Census-designated place in Gilpin County, CO, USA

Rollinsville is a census-designated place (CDP) and post office in and governed by Gilpin County, Colorado, United States. The CDP is a part of the Denver–Aurora–Lakewood, CO Metropolitan Statistical Area. The Rollinsville post office has the ZIP Code 80474 (post office boxes). At the United States Census 2020, the population of the Rollinsville CDP was 194.

==History==
The Rollinsville Post Office has been in operation since 1871. The community was named for John Q. A. Rollins, a prominent mining executive in Gilpin County in the 1860s and 1870s.

==Geography==
Rollinsville is located in the mountains southwest of the city of Boulder, on the flank of a hill above South Boulder Creek along State Highway 119 between Nederland and Black Hawk. It consists of a small cluster of residences and several businesses at the terminus of the road leading westward up to Rollins Pass at the summit of the Front Range.
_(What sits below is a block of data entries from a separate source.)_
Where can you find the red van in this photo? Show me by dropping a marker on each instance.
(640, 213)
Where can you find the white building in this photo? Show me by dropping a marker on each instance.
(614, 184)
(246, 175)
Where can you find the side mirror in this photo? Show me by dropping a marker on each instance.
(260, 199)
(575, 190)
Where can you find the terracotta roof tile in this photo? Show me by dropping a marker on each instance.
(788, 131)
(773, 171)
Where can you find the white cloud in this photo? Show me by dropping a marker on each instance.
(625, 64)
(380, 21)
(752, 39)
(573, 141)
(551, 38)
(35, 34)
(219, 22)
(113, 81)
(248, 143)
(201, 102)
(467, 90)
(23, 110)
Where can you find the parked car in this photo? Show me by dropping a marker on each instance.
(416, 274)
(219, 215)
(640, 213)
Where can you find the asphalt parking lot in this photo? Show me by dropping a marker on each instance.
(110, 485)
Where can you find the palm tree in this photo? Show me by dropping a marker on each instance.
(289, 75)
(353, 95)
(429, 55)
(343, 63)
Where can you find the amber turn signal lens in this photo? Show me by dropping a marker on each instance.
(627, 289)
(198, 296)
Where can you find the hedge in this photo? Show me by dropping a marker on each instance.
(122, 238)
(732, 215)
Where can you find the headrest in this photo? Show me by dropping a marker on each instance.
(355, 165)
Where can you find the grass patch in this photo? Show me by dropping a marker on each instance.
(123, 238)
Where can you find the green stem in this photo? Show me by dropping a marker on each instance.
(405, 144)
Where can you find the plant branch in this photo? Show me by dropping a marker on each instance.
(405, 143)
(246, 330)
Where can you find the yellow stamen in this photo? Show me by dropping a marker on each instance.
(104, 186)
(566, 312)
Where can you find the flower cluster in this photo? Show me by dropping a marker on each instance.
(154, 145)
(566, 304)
The South Boulder Creek flows just south of the town. The creek follows the railroad tracks into a small canyon and emerges near the Boulder/Gilpin county border before flowing through Pinecliffe.

The Rollinsville CDP has an area of 3.658 km2, all land.

===Climate===
Pickle Gulch (RAWS) and Rollinsville 1.1 SSW (CoCoRaHS) are weather stations located around Rollinsville with temperature and precipitation data, respectively. Pickle Gulch has a humid continental climate (Köppen Dfb), bordering on a subalpine climate (Köppen Dfc).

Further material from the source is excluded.